The lesson in Relief Society was about Adversity.  The lesson was from the Teachings of Howard. W. Hunter.  You can read the lesson here.  It's a really good lesson.  When I think about adversity, I think "I'm cool, I don't need any thing else to worry about".  Unfortunately, that is not how things work.

"We see many joys and sorrows in the world, many changed plans and new directions, many blessings that do not always look or feel like blessings, and much that humbles us and improves our patience and faith.  We have all had those experiences from time to time, and I suppose we always will...

I was really moved by the lesson.  The last few months has been really a daily struggle with the beast of adversity.  Dealing with Kalani's mental health issues is hard hard work...daily.  He's learning a new normal, and we are learning how to support him and guide him even when he has hard days.  Today was a hard day.  Mondays aren't easy.  For ANYONE!  But for people who deal day in and day out with anxiety and depression it's the beginning of the week of expectations.  You are expected to go to school, practice, work, etc.  Except thinking about everything you are supposed to do puts you in a tailspin.  And you don't understand WHY it's still hard.  WHY you're not better yet.  WHY you have to fight every day.  Mondays are typically the days my boy is mad.  And wants to give up.  Which means I have to fight harder for him.  And sometimes that means against him.  Because he can't sit at home, he HAS to get out and live life.  So....today was one of THOSE days.  And I got mad too.  Not at Kalani, just at having to fight.  At adversity.  It really is not very fun at all! 

Then I thought of the lesson yesterday.  I felt a degree of comfort and the anger dissipated a little. 

"For it must needs be, that there is an opposition in all things.  If not so, righteousness could not be brought to pass, neither wickedness, neither holiness, nor misery, neither good nor bad".  (2 Nephi 2:11)

Then I received a letter from my missionary.  He had his ups and downs last week for sure.  And instead of me comforting him, he gave me advice.  His wisdom in his 18 years is amazing.  He sent me this picture.  


In the last two days I have been bombarded with this lesson.
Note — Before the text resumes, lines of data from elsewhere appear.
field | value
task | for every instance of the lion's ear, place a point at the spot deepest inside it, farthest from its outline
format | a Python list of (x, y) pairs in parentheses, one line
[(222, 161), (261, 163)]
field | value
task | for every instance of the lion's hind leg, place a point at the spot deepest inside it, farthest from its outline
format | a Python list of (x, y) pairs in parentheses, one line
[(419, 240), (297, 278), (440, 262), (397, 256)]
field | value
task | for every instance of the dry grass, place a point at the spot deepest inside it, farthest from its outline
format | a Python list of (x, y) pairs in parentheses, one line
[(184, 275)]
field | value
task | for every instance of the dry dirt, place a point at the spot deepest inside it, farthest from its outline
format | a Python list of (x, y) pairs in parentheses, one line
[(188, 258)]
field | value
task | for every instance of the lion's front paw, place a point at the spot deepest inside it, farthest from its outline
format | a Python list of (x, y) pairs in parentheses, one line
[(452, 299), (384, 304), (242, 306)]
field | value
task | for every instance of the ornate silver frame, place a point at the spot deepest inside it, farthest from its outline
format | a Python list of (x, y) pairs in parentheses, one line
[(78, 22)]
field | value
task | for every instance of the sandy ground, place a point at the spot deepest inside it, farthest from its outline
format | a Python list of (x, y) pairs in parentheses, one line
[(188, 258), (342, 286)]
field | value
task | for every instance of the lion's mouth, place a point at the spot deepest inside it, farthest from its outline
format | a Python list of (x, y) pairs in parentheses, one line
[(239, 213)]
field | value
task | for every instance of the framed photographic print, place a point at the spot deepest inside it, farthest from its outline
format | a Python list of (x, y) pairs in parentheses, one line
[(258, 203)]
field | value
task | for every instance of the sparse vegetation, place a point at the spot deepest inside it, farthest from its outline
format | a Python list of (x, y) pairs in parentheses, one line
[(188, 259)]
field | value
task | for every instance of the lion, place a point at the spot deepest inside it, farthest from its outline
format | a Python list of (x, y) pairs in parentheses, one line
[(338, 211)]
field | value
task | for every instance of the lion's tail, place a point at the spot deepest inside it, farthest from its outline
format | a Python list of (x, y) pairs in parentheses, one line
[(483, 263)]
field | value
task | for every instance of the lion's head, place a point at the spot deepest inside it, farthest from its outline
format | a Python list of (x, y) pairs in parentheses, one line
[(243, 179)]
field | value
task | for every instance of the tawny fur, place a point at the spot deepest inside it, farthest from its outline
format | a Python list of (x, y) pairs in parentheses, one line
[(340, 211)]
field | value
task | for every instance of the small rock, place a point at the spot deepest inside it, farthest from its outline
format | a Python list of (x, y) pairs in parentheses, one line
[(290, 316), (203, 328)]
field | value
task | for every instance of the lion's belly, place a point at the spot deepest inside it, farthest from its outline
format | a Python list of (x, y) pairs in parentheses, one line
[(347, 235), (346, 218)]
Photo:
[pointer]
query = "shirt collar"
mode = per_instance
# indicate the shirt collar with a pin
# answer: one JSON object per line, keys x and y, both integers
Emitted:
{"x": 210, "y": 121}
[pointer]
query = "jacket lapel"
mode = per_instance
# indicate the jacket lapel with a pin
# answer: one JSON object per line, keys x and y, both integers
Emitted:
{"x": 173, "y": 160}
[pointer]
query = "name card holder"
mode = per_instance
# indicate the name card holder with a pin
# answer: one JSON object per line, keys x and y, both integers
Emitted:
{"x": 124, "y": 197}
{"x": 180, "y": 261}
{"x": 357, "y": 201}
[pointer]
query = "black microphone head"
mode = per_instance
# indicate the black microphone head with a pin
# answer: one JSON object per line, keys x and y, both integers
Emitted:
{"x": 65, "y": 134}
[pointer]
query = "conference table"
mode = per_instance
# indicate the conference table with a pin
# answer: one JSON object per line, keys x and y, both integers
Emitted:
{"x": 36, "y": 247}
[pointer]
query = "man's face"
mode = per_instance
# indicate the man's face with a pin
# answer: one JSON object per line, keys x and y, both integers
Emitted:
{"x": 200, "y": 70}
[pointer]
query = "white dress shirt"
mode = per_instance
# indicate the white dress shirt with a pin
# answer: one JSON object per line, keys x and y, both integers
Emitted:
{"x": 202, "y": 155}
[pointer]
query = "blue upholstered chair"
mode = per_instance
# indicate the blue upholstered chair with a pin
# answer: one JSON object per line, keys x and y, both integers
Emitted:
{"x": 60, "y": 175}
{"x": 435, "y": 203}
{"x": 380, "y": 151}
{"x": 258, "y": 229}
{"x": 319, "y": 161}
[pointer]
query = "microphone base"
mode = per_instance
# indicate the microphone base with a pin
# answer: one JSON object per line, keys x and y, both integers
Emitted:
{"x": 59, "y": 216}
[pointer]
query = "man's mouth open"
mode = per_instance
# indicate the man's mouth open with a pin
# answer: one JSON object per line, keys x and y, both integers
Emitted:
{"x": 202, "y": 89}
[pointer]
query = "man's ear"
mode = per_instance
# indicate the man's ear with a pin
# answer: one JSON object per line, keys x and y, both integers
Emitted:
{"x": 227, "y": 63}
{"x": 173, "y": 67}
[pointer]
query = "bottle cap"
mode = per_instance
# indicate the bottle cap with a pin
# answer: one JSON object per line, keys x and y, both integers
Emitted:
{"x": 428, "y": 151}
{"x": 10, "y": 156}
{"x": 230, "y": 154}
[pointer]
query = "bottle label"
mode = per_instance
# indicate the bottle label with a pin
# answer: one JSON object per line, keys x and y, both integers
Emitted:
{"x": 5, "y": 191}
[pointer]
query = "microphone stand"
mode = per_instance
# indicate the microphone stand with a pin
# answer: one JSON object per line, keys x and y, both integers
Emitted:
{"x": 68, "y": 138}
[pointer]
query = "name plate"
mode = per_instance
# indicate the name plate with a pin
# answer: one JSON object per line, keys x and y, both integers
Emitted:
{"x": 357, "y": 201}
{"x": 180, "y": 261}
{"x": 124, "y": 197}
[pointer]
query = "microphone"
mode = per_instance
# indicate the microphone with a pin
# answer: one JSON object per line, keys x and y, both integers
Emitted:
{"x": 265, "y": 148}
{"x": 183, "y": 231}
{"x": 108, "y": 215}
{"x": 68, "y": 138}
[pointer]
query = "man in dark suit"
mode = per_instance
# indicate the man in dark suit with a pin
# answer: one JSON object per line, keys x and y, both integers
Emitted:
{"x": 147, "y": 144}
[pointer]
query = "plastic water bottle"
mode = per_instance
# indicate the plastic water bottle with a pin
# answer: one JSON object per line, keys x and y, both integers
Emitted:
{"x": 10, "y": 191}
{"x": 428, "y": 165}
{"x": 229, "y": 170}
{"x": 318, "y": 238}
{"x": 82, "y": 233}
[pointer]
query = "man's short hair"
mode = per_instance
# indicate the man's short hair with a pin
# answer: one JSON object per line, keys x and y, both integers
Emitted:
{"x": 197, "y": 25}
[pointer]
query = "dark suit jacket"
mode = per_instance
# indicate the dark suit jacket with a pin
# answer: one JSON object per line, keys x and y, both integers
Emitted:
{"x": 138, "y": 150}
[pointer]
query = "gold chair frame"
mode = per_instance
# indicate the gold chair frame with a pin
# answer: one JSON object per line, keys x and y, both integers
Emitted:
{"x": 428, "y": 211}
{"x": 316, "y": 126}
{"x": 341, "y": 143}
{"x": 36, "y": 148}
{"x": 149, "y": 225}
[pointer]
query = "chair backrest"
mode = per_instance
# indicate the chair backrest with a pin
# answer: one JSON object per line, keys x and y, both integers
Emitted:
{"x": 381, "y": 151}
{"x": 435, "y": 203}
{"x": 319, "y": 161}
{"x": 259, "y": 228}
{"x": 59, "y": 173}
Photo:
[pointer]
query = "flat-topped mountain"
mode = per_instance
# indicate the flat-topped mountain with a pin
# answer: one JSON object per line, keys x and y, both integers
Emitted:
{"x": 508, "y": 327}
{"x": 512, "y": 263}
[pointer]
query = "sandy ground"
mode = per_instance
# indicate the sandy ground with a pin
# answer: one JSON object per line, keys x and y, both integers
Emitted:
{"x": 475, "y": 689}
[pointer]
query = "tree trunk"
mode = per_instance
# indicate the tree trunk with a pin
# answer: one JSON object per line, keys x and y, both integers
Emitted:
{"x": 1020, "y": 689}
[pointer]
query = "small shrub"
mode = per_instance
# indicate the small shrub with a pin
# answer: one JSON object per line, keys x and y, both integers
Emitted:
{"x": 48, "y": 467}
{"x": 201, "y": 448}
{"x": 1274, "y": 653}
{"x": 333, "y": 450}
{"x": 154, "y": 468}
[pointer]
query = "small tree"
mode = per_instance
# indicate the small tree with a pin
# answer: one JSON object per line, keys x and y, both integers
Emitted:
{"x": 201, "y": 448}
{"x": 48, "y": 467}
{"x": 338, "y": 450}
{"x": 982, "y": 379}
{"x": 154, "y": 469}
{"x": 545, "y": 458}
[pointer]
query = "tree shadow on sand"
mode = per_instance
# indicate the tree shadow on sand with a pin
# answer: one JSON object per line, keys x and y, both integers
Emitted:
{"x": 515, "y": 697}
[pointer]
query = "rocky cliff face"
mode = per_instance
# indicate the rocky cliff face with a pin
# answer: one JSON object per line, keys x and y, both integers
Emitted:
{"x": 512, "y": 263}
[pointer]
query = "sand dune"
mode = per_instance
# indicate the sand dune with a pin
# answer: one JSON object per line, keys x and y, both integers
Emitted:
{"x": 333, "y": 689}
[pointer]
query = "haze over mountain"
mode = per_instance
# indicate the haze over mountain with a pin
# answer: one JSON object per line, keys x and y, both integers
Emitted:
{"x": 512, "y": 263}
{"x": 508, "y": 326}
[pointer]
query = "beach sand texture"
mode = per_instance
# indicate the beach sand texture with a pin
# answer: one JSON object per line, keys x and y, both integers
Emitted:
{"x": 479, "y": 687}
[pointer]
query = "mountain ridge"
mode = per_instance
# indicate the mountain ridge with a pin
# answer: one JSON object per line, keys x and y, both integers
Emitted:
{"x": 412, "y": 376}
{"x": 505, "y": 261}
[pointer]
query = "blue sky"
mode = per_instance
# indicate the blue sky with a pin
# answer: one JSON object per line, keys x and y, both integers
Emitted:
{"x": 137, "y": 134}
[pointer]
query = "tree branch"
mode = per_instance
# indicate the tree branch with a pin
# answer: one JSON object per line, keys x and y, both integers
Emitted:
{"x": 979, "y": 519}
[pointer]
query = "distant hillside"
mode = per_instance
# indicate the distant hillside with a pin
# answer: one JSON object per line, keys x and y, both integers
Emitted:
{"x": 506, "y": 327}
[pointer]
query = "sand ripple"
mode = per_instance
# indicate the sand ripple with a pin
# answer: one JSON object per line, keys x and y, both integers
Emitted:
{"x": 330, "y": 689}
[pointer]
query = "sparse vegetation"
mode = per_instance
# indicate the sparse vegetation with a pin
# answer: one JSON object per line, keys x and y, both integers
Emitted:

Ok God,  I get it.  Adversity is necessary.  And I can choose to be mad, sad, or whatever, or I can learn from it and move forward.  Move forward I will.  And so will my boy.  We will overcome this challenge.  

I need these lessons, I need to be fortified so that when my day goes south, I can pull up my pants and move forward.  I love this gospel.  I love Jesus Christ, and I know that through His sacrifice my son's mind will be whole again.